La dernière question traite des complémentarités structurelles pour un échantillon donné d’hôtels milieu de gamme en France. L’idée initiale était de répondre à la question : « quelles sont les variables qui impactent le plus les variables de performance ? » Dans un contexte environnemental donné, quels sont les complémentarités optimales permettant d’atteindre une performance opérationnelle supérieure ? Une fois l’ensemble de nos variables identifiées et mesurables, le groupe AccorHotels souhaitait travailler sur la recherche des complémentarités entre certains types d’hôtels (taille, localisation, type de management, contexte, équipements, …) et la qualité perçue par le client. A l’occasion des nombreux changements et de la mise en place d’une enquête concernant l’engagement des collaborateurs au travail, nous avons travaillé à nouveau cette question en la reformulant ainsi sous forme de trois questions : « Quels sont les déterminants de la performance opérationnelle des hôtels ? Dans quel contexte le personnel impacte-t-il la qualité du produit hôtelier perçue par le client ? Quels sont les antécédents des variables principales de la performance opérationnelle hôtelière ? » Un premier modèle de régression multiple nous montre dans un premier temps que le résultat d’exploitation par chambre possède trois antécédents qui l’influent positivement et significativement : (i) la qualité perçue par les clients, (ii) le niveau de digitalisation de l’hôtel et (iii) la proportion d’individuels. De plus il existe une relation linéaire croissante entre le chiffre d’affaires hôtelier (RevPar) par chambre et le résultat économique par chambre de l’hôtel. Par ailleurs, nous apprenons que les établissements ayant un résultat économique et un chiffre d’affaires par chambres élevés ont significativement une meilleure qualité perçue par les clients, une localisation plus centralisée dans les grandes et moyennes villes et des rénovations plus récentes.

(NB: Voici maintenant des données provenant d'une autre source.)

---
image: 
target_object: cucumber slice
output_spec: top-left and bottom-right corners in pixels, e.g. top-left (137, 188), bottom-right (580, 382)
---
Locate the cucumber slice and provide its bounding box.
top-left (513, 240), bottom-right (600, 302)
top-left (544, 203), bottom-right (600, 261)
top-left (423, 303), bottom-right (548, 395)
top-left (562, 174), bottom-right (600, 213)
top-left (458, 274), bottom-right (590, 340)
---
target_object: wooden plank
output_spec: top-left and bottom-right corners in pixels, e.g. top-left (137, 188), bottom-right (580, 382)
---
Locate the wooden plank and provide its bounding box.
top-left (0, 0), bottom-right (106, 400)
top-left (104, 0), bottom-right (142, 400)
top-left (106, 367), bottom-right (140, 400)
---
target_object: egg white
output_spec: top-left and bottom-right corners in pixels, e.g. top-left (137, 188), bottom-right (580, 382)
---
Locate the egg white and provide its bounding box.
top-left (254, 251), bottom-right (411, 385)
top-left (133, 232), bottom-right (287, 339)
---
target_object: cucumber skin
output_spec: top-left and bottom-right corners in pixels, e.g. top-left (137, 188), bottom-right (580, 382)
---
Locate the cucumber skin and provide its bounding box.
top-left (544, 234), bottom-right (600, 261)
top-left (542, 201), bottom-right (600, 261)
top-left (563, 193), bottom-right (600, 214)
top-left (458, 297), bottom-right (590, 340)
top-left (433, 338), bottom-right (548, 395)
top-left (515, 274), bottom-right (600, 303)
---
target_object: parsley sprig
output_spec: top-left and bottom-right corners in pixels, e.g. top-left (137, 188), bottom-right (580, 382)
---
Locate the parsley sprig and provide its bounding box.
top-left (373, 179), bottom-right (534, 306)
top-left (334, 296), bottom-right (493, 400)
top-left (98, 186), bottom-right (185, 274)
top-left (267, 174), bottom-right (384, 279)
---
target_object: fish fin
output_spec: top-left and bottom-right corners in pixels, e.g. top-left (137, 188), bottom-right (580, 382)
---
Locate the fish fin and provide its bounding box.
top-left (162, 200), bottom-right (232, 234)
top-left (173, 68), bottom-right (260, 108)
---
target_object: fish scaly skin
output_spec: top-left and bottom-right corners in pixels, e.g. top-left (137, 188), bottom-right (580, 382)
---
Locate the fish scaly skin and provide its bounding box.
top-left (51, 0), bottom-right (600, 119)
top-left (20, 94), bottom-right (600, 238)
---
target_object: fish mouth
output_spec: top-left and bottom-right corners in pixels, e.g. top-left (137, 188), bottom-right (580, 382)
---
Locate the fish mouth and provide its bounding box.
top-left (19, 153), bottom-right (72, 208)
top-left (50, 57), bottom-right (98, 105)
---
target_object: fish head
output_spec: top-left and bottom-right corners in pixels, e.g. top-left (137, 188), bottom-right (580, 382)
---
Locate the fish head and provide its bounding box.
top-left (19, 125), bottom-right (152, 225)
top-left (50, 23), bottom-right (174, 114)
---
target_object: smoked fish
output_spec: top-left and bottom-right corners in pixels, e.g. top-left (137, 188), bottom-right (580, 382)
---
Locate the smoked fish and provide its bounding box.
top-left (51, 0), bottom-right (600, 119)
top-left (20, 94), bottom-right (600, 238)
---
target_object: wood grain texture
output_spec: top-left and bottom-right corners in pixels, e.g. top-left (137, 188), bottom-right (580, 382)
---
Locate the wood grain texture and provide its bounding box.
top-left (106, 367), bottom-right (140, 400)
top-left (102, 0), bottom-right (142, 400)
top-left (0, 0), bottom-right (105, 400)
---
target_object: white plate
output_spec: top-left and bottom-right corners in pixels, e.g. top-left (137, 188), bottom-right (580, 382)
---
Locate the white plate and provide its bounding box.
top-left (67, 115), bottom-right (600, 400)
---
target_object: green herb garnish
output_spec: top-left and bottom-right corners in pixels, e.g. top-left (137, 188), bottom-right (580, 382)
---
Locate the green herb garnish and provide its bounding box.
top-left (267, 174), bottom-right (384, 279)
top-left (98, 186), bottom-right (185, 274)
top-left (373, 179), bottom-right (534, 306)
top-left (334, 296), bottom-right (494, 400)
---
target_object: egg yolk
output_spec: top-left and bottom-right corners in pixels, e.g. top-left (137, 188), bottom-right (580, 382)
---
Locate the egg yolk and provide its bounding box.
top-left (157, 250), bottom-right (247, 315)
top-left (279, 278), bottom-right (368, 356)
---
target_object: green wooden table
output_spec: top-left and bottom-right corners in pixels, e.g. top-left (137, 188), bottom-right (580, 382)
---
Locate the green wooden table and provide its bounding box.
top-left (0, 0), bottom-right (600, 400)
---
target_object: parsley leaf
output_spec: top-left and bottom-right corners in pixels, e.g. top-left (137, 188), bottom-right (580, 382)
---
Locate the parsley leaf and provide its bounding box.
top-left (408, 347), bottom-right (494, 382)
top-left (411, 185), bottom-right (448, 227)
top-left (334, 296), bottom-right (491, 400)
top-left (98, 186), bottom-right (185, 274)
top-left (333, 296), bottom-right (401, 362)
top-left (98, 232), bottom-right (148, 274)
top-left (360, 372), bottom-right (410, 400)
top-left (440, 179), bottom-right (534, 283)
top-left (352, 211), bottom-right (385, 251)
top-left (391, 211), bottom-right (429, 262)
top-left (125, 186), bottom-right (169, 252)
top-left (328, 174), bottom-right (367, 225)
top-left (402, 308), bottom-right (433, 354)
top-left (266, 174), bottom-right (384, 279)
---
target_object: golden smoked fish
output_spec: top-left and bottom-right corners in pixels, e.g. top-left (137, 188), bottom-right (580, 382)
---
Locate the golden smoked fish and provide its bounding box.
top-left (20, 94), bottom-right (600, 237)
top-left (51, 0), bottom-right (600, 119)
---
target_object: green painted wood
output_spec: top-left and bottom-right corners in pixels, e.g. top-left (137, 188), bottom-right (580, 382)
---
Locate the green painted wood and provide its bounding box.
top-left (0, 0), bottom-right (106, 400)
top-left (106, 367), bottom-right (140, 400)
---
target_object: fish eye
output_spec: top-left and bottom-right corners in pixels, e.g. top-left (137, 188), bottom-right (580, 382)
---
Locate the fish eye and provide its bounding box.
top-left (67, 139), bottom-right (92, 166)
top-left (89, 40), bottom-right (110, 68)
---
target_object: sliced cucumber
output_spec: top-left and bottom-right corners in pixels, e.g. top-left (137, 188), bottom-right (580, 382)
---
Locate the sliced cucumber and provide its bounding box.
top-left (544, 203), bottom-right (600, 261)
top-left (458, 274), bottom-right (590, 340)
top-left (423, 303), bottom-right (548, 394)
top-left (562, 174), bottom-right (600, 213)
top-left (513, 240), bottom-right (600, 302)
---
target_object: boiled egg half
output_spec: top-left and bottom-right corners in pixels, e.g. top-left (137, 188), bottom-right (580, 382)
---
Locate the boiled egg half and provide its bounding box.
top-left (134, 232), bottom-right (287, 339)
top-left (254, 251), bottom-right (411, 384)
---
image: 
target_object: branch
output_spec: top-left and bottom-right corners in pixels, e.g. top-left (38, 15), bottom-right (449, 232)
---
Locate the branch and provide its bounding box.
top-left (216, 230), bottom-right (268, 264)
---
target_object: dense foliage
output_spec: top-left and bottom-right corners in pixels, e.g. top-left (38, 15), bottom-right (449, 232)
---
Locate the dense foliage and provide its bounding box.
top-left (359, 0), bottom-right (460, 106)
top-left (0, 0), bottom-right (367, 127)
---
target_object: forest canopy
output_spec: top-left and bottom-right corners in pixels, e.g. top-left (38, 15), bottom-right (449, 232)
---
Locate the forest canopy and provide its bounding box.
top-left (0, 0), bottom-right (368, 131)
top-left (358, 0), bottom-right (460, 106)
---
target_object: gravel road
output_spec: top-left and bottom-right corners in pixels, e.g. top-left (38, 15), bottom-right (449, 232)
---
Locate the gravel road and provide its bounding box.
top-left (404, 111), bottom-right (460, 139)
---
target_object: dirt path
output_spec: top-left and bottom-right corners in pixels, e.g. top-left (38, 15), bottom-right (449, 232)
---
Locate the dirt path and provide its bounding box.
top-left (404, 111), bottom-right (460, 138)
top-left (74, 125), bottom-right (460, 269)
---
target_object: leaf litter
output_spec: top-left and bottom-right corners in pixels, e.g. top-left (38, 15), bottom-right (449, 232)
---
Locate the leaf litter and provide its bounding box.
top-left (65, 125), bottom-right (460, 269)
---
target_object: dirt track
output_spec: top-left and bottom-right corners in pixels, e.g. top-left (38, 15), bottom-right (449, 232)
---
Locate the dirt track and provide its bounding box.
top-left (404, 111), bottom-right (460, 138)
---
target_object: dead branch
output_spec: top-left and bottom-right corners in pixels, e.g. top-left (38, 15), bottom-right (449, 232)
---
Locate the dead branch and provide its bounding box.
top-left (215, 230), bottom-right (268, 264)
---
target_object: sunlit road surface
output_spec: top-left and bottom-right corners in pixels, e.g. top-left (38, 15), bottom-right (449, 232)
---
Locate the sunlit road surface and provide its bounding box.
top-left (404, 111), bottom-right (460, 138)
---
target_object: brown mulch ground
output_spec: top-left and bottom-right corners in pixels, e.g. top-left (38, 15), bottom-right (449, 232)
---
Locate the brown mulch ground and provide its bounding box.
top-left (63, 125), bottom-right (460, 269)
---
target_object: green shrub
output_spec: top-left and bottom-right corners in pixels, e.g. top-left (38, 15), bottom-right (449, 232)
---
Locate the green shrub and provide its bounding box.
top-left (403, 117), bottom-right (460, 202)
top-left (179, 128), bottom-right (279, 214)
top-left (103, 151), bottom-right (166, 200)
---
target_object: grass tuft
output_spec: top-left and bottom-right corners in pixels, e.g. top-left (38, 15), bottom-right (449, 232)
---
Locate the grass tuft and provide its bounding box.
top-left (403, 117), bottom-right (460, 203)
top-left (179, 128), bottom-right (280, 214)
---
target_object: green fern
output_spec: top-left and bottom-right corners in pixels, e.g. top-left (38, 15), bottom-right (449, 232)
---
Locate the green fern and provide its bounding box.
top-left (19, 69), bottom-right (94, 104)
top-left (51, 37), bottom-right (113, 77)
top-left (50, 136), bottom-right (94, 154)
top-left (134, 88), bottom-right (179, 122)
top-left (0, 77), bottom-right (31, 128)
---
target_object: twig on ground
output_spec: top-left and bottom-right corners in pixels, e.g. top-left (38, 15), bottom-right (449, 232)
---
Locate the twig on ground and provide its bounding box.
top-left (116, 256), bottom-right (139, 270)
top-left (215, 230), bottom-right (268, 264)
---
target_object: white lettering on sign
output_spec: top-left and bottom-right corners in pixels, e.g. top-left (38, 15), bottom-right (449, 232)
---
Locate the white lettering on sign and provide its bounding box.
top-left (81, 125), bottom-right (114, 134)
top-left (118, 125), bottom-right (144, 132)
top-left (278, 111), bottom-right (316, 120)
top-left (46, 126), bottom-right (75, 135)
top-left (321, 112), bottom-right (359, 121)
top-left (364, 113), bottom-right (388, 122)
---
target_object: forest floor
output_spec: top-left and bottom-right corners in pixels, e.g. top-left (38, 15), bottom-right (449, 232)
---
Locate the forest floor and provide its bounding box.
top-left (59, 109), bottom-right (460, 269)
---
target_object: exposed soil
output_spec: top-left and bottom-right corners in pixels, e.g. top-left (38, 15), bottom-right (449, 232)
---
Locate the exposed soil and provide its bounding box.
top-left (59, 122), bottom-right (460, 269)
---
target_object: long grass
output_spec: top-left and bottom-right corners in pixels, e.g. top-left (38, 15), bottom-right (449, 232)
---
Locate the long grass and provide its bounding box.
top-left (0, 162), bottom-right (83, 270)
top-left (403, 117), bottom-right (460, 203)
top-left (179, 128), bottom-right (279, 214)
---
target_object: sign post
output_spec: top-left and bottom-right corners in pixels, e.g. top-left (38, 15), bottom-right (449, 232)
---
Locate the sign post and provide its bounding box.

Dans un second temps nos résultats montrent que la taille n’a pas d’influence sur la qualité perçue par les clients dans notre échantillon d’hôtels milieu de gamme en France. Lors de la création d’un modèle mixte de régression linéaire, les rénovations récentes, un fort engagement des collaborateurs au travail, un haut niveau de digitalisation et une faible proportion de groupes loisirs impactent significativement la qualité perçue par les clients.

Ainsi, pour tous les types d’hôtels, surveiller l’engagement des collaborateurs au travail est un moyen d’améliorer sa qualité perçue par les clients. Nous verrons que dans certains types d’hôtels bien identifiés l’engagement des collaborateurs au travail a encore plus d’impact sur la qualité perçue par les clients.

Nous proposerons pour finir un modèle général décrivant quatre types d’hôtels qui se comportent différemment en fonction de l’engagement de leurs collaborateurs au travail, de la qualité perçue par leurs clients et de l’ensemble des paramètres individuels liées à l’hôtel. Ce modèle final permettra de tirer des conclusions pour les stratégies associées aux recherches du futur avantage concurrentiel.

Ce déroulement pourra apparaître au lecteur comme finalement assez conservateur, au sens où l’organisation de l’hôtel du futur semble déjà préexister dans les hôtels aujourd’hui. C’est souvent le cas. Le futur est latent et se trouve la plupart du temps dans le présent. Les enjeux se situent plutôt ici dans le repérage de ces éléments d’avenir cachés ou non dans le présent.